Anche la situazione dell’Ucraina ha occupato largo spazio nell’esposizione dei problemi che la presidente della Commissione ha fatto. Il ricordo della scrittrice ucraina Victoria Amelina ha aperto questa parte del discorso che riprende poi con l’affermazione della volontà da parte della Commissione di prorogare la protezione temporanea offerta agli ucraini nell’UE e con l’impegnativa dichiarazione che il futuro dell’Ucraina come quello dei Balcani occidentali, della Moldavia e della Georgia sarà all’interno dell’Unione europea pur in un quadro che vedrà rafforzata l’attenzione al rispetto dello Stato di diritto in «un’Unione completa con democrazie vitali in cui la magistratura sia indipendente, le opposizioni siano rispettate e i giornalisti siano protetti».

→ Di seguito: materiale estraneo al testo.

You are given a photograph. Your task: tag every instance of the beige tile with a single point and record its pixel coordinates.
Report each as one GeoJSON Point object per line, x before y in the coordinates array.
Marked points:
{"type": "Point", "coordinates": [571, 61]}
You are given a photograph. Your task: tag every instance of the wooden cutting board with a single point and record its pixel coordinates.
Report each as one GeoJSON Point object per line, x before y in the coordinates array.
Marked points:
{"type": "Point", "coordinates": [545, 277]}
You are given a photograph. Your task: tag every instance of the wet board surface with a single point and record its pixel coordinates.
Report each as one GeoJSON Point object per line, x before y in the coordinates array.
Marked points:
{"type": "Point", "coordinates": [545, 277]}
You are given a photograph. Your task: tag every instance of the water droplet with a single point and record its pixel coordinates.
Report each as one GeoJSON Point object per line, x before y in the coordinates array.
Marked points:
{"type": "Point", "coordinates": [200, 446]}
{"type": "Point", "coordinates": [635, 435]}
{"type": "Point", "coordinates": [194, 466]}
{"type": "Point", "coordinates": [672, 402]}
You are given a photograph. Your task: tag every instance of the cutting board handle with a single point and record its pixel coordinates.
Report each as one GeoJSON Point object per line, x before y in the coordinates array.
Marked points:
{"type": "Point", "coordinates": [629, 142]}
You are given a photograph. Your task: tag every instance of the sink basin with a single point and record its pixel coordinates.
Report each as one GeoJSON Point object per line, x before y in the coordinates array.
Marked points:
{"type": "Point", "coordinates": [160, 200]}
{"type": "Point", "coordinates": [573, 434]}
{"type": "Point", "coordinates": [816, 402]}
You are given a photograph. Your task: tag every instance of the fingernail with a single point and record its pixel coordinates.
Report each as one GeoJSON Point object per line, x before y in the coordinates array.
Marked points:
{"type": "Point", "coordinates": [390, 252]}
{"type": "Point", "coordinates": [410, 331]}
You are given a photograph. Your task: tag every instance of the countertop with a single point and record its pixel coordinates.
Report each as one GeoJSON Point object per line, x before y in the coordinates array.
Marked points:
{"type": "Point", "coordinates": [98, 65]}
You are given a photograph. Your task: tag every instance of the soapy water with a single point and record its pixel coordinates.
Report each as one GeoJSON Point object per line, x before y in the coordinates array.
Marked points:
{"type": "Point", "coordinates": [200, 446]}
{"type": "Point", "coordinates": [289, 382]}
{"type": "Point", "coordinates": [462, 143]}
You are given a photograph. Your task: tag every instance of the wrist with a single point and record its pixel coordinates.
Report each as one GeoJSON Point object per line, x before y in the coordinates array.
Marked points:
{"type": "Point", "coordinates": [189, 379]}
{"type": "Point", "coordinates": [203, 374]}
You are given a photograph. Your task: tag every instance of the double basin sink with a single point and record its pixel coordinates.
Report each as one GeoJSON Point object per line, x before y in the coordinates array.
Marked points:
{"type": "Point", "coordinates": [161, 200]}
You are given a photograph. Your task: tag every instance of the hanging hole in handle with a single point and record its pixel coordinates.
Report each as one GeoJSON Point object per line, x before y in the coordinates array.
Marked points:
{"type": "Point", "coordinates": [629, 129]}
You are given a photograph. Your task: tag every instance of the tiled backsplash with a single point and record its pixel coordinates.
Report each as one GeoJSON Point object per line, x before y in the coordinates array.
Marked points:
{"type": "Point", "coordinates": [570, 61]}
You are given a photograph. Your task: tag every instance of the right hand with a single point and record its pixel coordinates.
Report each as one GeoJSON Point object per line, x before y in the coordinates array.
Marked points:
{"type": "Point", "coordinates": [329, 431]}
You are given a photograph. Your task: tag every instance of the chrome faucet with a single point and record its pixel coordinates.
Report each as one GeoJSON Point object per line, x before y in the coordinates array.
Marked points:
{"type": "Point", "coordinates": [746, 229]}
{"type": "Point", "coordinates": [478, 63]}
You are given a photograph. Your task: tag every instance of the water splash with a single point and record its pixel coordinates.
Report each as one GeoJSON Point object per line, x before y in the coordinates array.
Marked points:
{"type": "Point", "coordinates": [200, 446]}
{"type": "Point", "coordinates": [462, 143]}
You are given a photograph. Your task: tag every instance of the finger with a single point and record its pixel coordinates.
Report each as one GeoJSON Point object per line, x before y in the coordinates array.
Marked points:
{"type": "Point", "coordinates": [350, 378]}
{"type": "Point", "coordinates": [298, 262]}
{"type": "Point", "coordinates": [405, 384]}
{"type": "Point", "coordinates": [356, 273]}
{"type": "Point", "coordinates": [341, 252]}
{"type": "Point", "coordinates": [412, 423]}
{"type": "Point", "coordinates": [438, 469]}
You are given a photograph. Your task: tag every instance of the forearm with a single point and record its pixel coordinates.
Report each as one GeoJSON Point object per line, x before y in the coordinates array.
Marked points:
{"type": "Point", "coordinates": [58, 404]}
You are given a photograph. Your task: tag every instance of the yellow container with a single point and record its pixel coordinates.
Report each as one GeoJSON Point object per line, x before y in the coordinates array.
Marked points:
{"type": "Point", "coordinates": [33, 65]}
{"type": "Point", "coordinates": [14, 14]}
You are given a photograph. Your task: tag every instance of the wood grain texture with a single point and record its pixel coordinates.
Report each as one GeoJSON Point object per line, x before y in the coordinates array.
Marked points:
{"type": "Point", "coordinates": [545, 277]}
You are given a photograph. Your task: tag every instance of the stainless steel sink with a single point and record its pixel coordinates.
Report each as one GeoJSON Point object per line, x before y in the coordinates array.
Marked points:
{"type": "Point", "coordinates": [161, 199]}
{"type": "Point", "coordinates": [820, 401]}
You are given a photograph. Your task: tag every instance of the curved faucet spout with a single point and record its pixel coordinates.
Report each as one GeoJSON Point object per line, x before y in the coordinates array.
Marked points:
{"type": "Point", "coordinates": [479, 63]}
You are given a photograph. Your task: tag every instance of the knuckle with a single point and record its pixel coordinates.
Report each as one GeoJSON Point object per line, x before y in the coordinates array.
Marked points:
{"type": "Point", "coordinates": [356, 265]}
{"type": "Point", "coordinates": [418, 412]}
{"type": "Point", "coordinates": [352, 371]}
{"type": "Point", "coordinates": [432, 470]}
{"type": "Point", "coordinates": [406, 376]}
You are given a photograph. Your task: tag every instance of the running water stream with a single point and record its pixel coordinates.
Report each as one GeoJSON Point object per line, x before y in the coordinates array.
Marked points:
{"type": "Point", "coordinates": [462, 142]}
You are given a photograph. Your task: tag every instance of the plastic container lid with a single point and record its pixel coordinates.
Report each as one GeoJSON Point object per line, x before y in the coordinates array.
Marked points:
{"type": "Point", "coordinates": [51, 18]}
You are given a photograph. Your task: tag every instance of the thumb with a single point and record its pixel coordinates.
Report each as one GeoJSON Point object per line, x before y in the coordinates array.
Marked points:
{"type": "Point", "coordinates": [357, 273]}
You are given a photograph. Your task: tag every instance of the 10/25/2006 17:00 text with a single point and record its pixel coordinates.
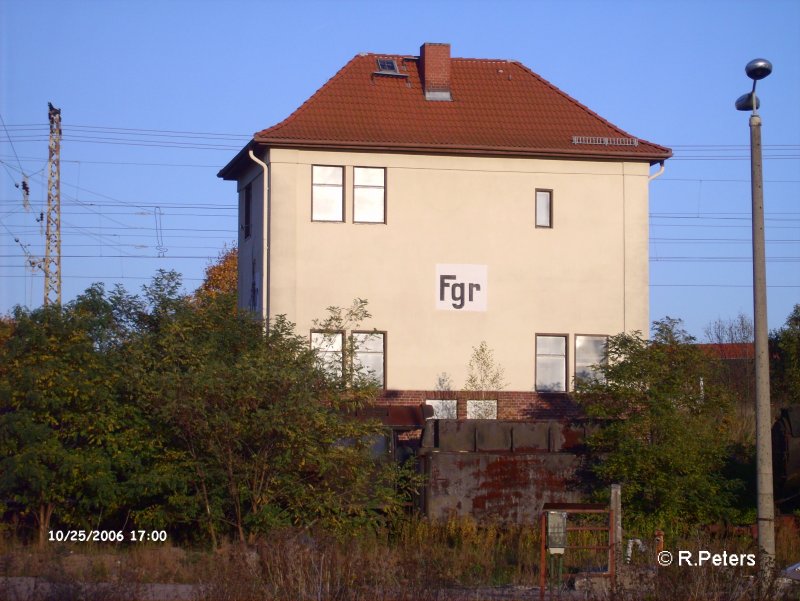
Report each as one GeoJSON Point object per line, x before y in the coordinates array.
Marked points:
{"type": "Point", "coordinates": [107, 536]}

Per von der Leyen non si tratta più di scegliere tra l’approfondimento e l’allargamento dell’UE ma di puntare su entrambi per rafforzare il peso dell’Europa nella governance globale. Anche in questo caso come in quello delle migrazioni si è preferito mettere la sordina alle divergenze esistenti fra i Paesi dell’Europa occidentale e altri, come Polonia e Ungheria, certamente non in linea con l’esigenza di tutela dei principi dello Stato di diritto. L’appello finale della presidente della Commissione è per un’accelerazione dei processi di adesione dei Paesi candidati che non vengano ritardati neppure da una eventuale Convenzione per la riforma dei trattati.

In chiusura non manca un accenno ma niente più di questo ai problemi della difesa e della sicurezza collettiva per i quali si auspicano impegni credibili davanti a un mondo sempre più impegnato sul fronte della deterrenza.

Nel complesso, ci troviamo di fronte a un documento che, al netto dell’inevitabile dose di retorica, ci sembra indicare una leadership stanca e a cui, forse, è necessario un ricambio.